San Mai style blade. in simple words - sandwich Damascus. 

Is Damascus steel a practical invention or one for merely decorative purposes? There are many modern alloys of steel that are far superior to Damascus, however, their production requires modern chemistry and metallurgy as well as modern manufacturing techniques. Many people, however, feel that Damascus steel is an art form and will always be appreciated by knife enthusiasts and artisans for its exquisite appearance. Many knives, expensive tools, and some firearms have been made with the material, as well as decorative objects.

Historians don’t know when Damascus steel was first made, however, there are some metallurgically similar metals that were found in the pyramids of Egypt, as tools, weapons, and decoration. Damascus steel is often associated with Persia and thus thought of like a Persian creation.  This is not the case, however, as Damascus simply refers to the "pattern" and is most likely referring to the market in Damask, Persia instead of the maker's actual location. The Western Europeans only received the steel in the late 1700s, in 1790 Sir Joseph Banks of the Royal Society was sent a sample for analysis and to this day we are still studying the techniques of these ancient blacksmiths.

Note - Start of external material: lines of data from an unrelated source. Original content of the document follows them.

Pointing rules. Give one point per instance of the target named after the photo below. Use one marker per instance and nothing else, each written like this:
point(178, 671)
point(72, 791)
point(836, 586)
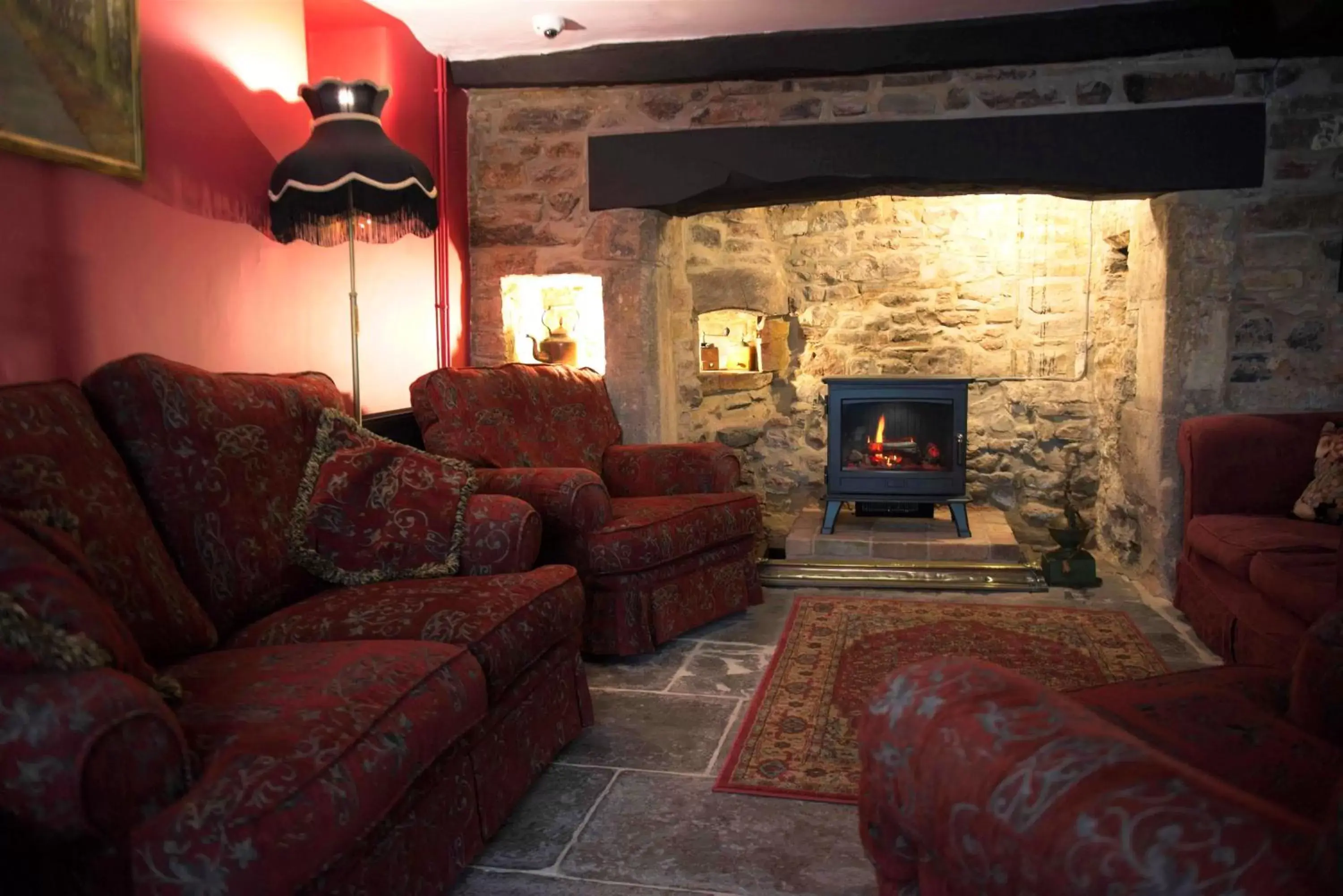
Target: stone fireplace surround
point(1094, 327)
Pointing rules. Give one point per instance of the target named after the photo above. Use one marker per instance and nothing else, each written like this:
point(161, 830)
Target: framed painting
point(70, 82)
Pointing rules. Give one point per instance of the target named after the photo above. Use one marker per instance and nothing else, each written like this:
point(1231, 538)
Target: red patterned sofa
point(660, 535)
point(979, 782)
point(1251, 577)
point(328, 741)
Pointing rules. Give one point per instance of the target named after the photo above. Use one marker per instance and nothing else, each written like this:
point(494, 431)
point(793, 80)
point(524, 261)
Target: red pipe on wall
point(452, 256)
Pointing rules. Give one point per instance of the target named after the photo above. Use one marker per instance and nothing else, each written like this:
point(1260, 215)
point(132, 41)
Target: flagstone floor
point(629, 811)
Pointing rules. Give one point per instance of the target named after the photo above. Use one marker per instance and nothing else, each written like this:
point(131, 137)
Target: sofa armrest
point(503, 535)
point(993, 784)
point(652, 471)
point(1317, 696)
point(1248, 463)
point(570, 500)
point(88, 753)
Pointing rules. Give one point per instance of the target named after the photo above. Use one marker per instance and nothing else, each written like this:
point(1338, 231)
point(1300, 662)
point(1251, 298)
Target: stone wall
point(1231, 303)
point(988, 285)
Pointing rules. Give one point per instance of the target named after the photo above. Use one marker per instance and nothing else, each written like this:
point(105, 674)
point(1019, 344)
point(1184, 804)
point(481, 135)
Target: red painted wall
point(93, 268)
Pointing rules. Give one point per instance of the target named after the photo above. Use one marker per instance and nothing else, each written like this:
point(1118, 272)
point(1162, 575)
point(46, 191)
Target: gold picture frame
point(72, 84)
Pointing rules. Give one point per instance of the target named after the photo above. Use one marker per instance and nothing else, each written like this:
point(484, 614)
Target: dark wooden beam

Think about it, on your next camping or another outing, you can whip out your new favorite knife; showing off the detailed Damascus steel, or laminated modern steels, beautifully hand-forged. When your friends ask about it, you can accurately describe the history, research, and craftsmanship that went into your tool.

Blue Kurok by Olamic

 Damascus knives with bright handles - awesome combination!

Quick Recap

  1. The pattern is not always necessary to identify Damascus steel.
  2. Damascus has been made since before the ancient Egyptians.
  3. Damascus steel is not only from Persia.
  4. Quality depends on the mixing as well as the steel content.
  5. Laminated steel can still be called Damascus.
  6. Damascus and Wootz are different materials, one is an ingredient, and the other is the result.